# Great First Bench Stone



## BigRedKnothead (Dec 21, 2012)

Thanks for the review. I've got mostly norton oil stones and I like them quite a bit. Looks like these are a good value as well.


----------



## RaggedKerf (Aug 5, 2012)

I bought the stone because (1) I needed one and (2) I had a coupon from Woodcraft's "Mystery Envelope" event. Now that I see what it can do, I would not hesitate buying one full price! Which will likely happen on the next purchase lol


----------



## G5Flyr (Aug 27, 2013)

I've got this stone too. Kerf is right about it being a 4 star stone and not a 5 but all things considered it is a good value. Mine wasn't dead flat right out of the box but it was an easy fix. Ditto the box slipping and sliding on the pull stroke. Like Kerf, I tried the same fix but the anti skid shelf liner is too spongy. Regulating your finger pressure is the answer.

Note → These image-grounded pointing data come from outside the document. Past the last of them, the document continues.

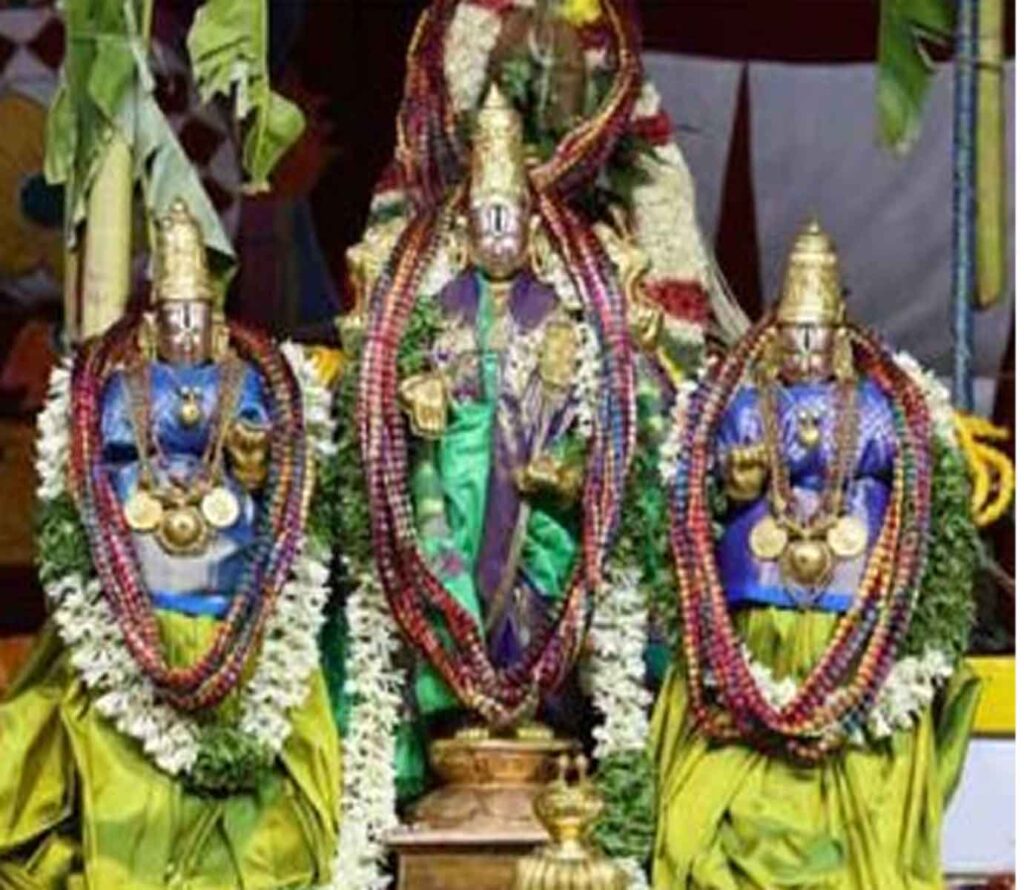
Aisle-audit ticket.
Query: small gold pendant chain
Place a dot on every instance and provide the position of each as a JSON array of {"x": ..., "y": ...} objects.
[
  {"x": 183, "y": 513},
  {"x": 807, "y": 548}
]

I started out using scary sharp (sandpaper on phenolic plates) with a Veritas Mk II guide. After watching a video by Tools For Working Wood (TFWW) and Norton I decided to have a go at free handing on oilstones. The Pinnacle brand stones seemed like a good entry level stone. I also own the Pinnacle hard black Arkansas stone. Like its softer cousin it is a good value but only rates 4 stars. I will write a review of it or comment if I find someone else who has.


----------